Auch Martin Hetzel, neben Kohlhäufl Kongresspräsident und Chefarzt für Pneumologie am Krankenhaus vom Roten Kreuz in Bad Cannstatt, betonte, alles sei sinnvoll, was Luftschadstoffe vermindere. „Da gibt es unter den Lungenärzten eine einheitliche Meinung, da ist kein Riss“, betonte Hetzel vor dem Hintergrund der bisherigen Debatte. Dennoch setzte er einmal mehr die Akzente etwas anders als sein Kollege. Mit dem in Stuttgart inzwischen schon viele Mal ausgerufenen Feinstaubalarm hat Hetzel seine Probleme. „Mit dem Wort verbindet man, dass eine große und eine akute Gefahr besteht“, so Hetzel. „Das ist aber mitnichten der Fall.“ Weshalb Feinstaubalarm auch „die falsche Botschaft“ sei.

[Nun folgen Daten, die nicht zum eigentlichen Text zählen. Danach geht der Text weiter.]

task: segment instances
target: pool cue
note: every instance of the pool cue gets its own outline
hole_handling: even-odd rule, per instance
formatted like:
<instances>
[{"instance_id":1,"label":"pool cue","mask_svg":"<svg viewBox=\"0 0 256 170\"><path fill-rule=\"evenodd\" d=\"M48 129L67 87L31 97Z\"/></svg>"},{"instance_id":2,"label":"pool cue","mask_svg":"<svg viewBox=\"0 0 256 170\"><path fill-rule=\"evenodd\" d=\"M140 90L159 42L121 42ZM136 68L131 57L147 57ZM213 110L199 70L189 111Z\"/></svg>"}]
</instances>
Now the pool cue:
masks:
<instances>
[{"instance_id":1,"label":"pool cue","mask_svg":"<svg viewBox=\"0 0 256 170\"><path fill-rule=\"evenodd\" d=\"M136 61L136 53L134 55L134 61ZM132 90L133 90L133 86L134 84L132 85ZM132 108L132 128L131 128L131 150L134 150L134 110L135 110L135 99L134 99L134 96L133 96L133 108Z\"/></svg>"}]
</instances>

Sie entspreche nicht der tatsächlichen Lage, erklärte der Pneumologe.

Insgesamt ist die Luft besser geworden

„Wir haben an einer ganz bestimmten Stelle noch ein Problem“, sagte er, womit der Mediziner die Messstelle am Neckartor meinte. Insgesamt aber erlebe Stuttgart, was die Schadstoffbelastung der Luft angehe, „seit 15 Jahren eine deutliche Entlastung“, auch beim Feinstaub. Man müsse sich also „keine großen Sorgen machen“. Dies lasse sich leicht an der Entwicklung der Werte an den acht Messstationen ablesen, wo, außer an einer, die Belastungen zurückgegangen seien. „Das ist eine Erfolgsgeschichte“, sagte Hetzel, an der man nun weiterschreiben müsse. Die laufende Diskussion in Stuttgart sei aber „ideologisiert und emotionalisiert“, kritisierte er.